Computational methods for analysis of dynamic events in cell migration

Abstract

Cell migration is a complex biological process that involves changes in shape and organization at the sub-cellular, cellular, and supra-cellular levels. Individual and collective cell migration can be assessed in vitro and in vivo starting from the flagellar driven movement of single sperm cells or bacteria, bacterial gliding and swarming, and amoeboid movement to the orchestrated movement of collective cell migration. One key technology to access migration phenomena is the combination of optical microscopy with image processing algorithms. This approach resolves simple motion estimation (e.g. preferred direction of migrating cells or path characteristics), but can also reveal more complex descriptors (e.g. protrusions or cellular deformations).
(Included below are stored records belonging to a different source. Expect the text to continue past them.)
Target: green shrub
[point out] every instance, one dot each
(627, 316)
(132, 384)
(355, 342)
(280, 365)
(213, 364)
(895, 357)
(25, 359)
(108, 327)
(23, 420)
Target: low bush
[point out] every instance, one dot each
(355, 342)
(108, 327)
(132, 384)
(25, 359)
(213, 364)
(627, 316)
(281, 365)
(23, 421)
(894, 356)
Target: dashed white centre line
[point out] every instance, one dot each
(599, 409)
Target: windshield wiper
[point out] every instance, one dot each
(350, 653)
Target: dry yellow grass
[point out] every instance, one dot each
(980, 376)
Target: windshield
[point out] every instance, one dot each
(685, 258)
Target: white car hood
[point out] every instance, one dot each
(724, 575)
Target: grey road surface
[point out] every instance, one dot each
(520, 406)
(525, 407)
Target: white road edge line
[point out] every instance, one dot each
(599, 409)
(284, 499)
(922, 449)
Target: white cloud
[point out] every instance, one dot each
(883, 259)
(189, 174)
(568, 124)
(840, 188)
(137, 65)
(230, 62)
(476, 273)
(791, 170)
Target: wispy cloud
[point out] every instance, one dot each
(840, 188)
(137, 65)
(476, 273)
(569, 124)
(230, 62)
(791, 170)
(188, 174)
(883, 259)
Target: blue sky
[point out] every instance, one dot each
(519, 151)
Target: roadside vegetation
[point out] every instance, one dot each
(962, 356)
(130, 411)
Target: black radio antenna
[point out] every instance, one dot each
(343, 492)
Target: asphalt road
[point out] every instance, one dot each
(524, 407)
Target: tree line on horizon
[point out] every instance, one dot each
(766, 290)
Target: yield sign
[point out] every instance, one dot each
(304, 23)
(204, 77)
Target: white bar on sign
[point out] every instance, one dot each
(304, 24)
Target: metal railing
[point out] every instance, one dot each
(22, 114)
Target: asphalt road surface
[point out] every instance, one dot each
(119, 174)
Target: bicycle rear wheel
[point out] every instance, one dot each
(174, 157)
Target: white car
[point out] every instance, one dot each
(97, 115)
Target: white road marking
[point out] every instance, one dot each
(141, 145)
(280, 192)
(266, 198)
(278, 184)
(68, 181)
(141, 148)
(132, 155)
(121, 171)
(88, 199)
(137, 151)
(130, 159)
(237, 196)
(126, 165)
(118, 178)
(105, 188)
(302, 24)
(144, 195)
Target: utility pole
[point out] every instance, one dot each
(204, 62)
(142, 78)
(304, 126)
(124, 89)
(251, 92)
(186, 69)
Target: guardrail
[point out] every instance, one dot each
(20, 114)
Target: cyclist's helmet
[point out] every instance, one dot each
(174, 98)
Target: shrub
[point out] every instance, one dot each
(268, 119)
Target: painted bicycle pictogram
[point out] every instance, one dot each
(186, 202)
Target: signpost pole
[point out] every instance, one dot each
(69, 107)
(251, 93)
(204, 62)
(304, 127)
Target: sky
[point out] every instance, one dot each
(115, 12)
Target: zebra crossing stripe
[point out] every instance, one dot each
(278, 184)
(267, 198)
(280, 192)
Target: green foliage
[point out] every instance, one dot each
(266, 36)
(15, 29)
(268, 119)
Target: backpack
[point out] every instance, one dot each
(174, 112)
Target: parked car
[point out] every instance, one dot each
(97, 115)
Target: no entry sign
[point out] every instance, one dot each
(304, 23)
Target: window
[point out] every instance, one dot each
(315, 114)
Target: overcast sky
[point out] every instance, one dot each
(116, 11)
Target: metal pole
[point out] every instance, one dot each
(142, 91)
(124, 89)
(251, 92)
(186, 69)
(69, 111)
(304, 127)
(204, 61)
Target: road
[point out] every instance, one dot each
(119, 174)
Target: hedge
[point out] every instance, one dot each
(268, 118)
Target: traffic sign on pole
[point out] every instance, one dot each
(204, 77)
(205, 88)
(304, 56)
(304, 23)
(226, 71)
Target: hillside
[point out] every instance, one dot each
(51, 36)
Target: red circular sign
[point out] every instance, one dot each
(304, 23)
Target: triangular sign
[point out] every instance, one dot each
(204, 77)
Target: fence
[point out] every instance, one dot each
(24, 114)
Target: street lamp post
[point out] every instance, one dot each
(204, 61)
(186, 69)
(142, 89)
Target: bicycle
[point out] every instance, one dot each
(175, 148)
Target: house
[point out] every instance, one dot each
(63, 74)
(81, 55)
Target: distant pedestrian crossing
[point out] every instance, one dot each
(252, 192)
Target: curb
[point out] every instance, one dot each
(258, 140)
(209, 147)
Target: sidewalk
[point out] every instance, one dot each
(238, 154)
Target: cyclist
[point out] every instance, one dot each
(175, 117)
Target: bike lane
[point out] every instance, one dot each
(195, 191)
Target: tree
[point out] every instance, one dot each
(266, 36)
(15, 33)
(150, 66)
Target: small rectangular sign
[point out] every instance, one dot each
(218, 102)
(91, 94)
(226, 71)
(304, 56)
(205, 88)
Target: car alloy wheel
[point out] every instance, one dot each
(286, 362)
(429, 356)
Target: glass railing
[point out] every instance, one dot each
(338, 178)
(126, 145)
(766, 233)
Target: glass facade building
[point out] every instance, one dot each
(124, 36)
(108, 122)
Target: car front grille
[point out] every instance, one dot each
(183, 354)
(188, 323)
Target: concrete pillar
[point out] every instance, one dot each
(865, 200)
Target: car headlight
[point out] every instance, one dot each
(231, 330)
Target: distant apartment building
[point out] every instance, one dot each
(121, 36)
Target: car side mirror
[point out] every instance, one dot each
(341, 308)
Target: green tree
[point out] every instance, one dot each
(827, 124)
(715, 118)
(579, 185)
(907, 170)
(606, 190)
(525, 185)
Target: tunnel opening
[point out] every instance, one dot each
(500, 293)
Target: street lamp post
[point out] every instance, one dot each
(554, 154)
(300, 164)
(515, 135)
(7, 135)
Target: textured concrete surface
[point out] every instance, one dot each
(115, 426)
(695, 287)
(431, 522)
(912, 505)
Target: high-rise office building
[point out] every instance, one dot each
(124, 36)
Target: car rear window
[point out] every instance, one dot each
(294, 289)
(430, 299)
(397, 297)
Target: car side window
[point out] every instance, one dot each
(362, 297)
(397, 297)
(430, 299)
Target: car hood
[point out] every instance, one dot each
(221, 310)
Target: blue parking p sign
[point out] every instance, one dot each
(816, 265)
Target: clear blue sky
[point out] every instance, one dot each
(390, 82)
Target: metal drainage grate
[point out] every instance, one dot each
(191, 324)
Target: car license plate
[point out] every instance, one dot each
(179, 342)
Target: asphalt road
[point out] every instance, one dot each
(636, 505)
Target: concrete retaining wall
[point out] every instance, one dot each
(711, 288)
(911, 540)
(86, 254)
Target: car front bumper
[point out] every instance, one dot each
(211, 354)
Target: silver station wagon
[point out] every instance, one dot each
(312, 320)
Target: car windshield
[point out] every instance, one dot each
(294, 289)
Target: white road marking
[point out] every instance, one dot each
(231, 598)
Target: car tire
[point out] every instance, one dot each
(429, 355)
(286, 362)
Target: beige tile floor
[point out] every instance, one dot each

In order to ensure an accurate quantification, the phenomena under study, their complexity, and the required level of description need to be addressed by an adequate experimental setup and processing pipeline. Here, we review typical workflows for processing starting with image acquisition, restoration (noise and artifact removal, signal enhancement), registration, analysis (object detection, segmentation and characterization) and interpretation (high level understanding). Image processing approaches for quantitative description of cell migration in 2- and 3-dimensional image series, including registration, segmentation, shape and topology description, tracking and motion fields are presented. We discuss advantages, limitations and suitability for different approaches and levels of description.